Dans la pratique, nous avons en Belgique un dérapage très clair dans les dépenses de sécurité sociale et en particulier dans les dépenses de pension, puisqu’elles augmentent beaucoup plus rapidement que les cotisations de sécurité sociale et l’écart est comblé par une ponction sur le budget de l’État, qui consiste notamment en un prélèvement sur les recettes de TVA et d’autres recettes fiscales. C’est donc le contribuable qui comble le trou de la sécurité sociale.
Mais aujourd’hui, comme il est difficile d’équilibrer le budget, nous nous endettons. Donc, pour résumer, nous finançons la sécurité sociale par de la dette. La boucle est bouclée. Les dépenses de sécurité sociale représentent aujourd’hui la moitié des dépenses publiques. Il est très difficile de faire baisser ces dépenses, notamment car des engagements sont pris ; nous pouvons donc essayer de les maîtriser.
21News : Quelles genres de politiques ont pu mener à cette explosion de la dette, et, à l’inverse, quel genre de politiques pourraient permettent de parvenir à maîtriser cette situation ?
J.H. : Commençons par les États-Unis, même s’il s’agit là de mesures que l’on ne peut pas prendre chez nous. On peut commencer par répudier la dette. Donald Trump disait déjà en 2016, « je suis le « roi » de la dette, nous allons dire à nos créanciers qu’on ne peut pas tout rembourser et donc on va renégocier la dette ».

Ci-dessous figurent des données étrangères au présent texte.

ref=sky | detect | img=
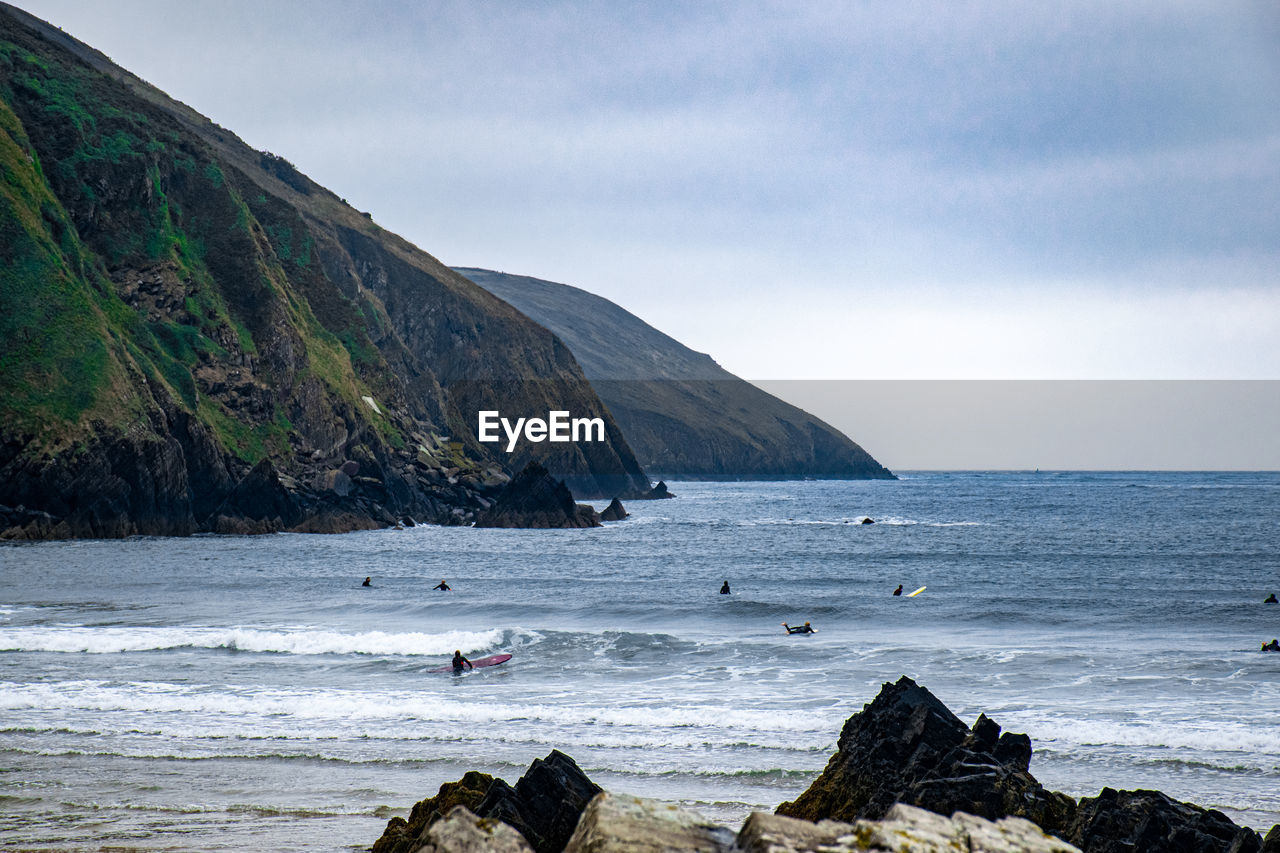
[18,0,1280,379]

Au niveau belge, nous n’avons évidemment pas le même pouvoir de négociation, notamment vis-à-vis des créanciers étrangers. Second point, nous pouvons « refinancer par l’inflation », et cela risque d’être le cas très prochainement, notamment avec les prix de l’énergie qui remontent. Cela revient à pratiquer la politique du « saut d’index », – un gel de l’indexation des prestations sociales, qui n’est certes pas très populaire. Nous avons dû le faire en 2015 et je pense que le gouvernement Arizona devra le faire aussi.

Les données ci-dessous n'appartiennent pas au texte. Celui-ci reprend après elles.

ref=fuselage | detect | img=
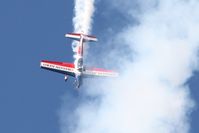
[75,34,84,88]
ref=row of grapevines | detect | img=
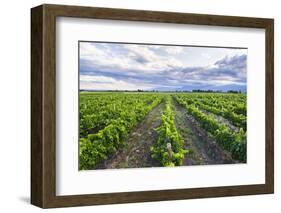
[175,96,244,162]
[185,98,247,131]
[192,94,247,117]
[79,95,162,169]
[80,93,160,137]
[151,96,188,166]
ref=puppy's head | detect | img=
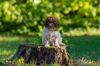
[44,16,59,30]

Troisième élément, nous pouvons tenter de relancer l’économie, et donc la croissance, dans le cadre du « Plan Draghi ». Pour cela, il nous faut un plan de compétitivité, il nous faut investir intelligemment pour relancer l’économie. Si l’on crée des emplois, la base fiscale s’élargit et les recettes de l’État aussi. Pour cela il faut des plans d’investissement, mais à court terme, ceux-ci coûtent plus qu’ils ne rapportent. Il faudrait donc – pourquoi pas ? – un plan d’endettement commun au niveau européen qui consisterait à réinjecter de l’argent pour relancer l’économie, l’innovation, la transition énergétique. Mais tout les pays n’y adhèrent pas…
« Au niveau administratif, il y a moyen de réduire les dépenses tout en restant aussi efficace »

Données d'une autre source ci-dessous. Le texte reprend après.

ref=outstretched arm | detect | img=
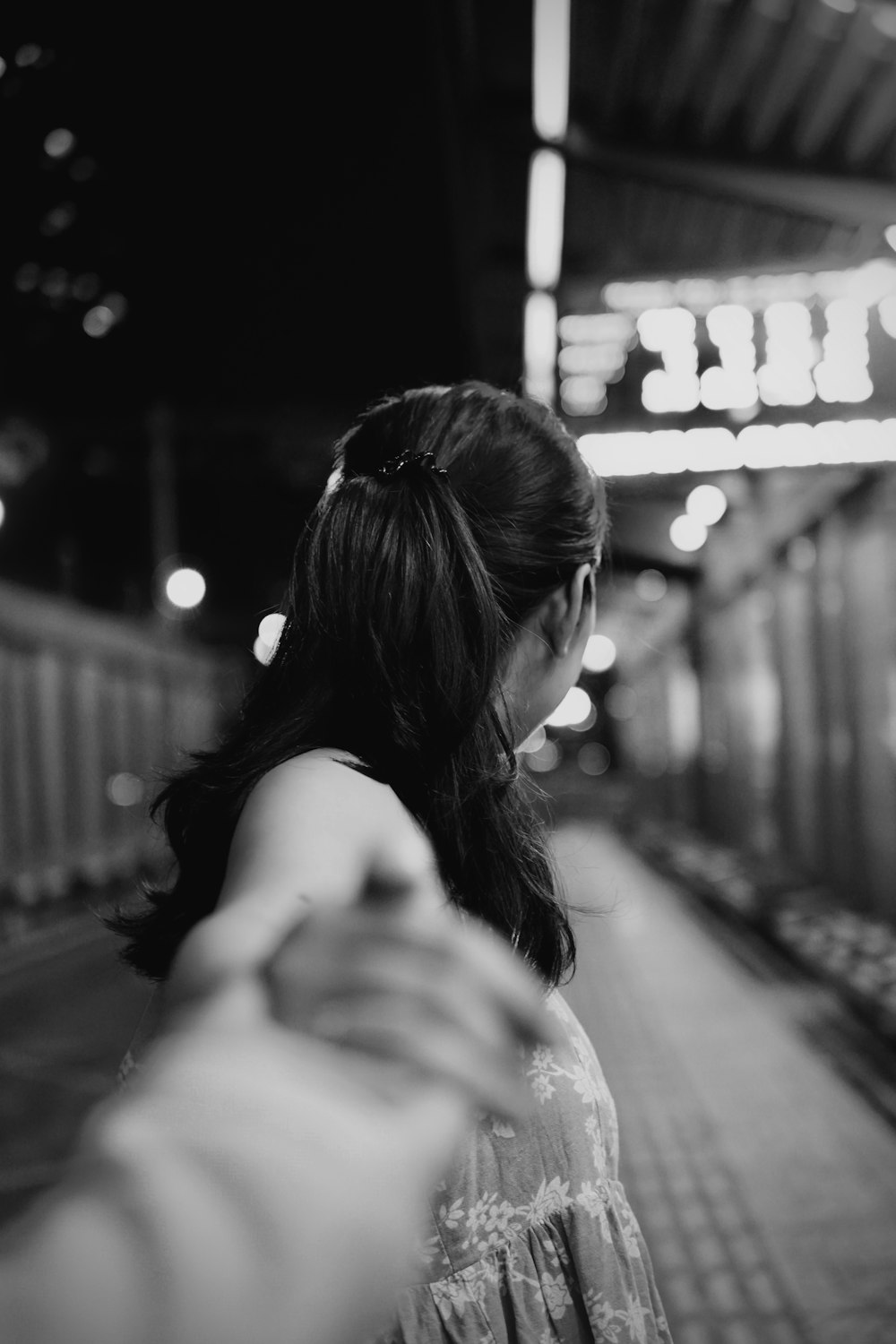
[0,839,549,1344]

Quatrième point, il revient à l’Europe – et donc à la Belgique –, de réduire les écarts de prix avec les États-Unis en ce qui concerne l’énergie. Aujourd’hui, nous payons notre énergie 30% plus cher que ce dernier. Cet élément est complètement destructeur de notre industrie et constitue une urgence absolue.
Cinquième point, nous pouvons réduire les déficits par des mesures d’économies « intelligentes », qui ne constituent pas nécessairement à rationner mais davantage à rationaliser. On a énormément de dépenses publiques qui appellent justement à la rationalisation, notamment au niveau de l’administration : il y a moyen de réduire les dépenses tout en restant aussi efficaces.
Je pense notamment à la simplification administrative, à la fusion des communes, à l’intégration des CPAS dans les communes. On a affaire à une « multiplicité de couches » et d’administrations, qui s’agit de regrouper. Parfois c’est symbolique, parfois cela l’est moins. Même si des mesures ont déjà été prises, il s’agit de les poursuivre, parce que – soyons très clairs – on a quand même en Belgique un taux d’endettement qui est très élevé mais en même temps une pression fiscale qui est parmi les plus élevées. C’est une situation qui « ne fait pas sens ».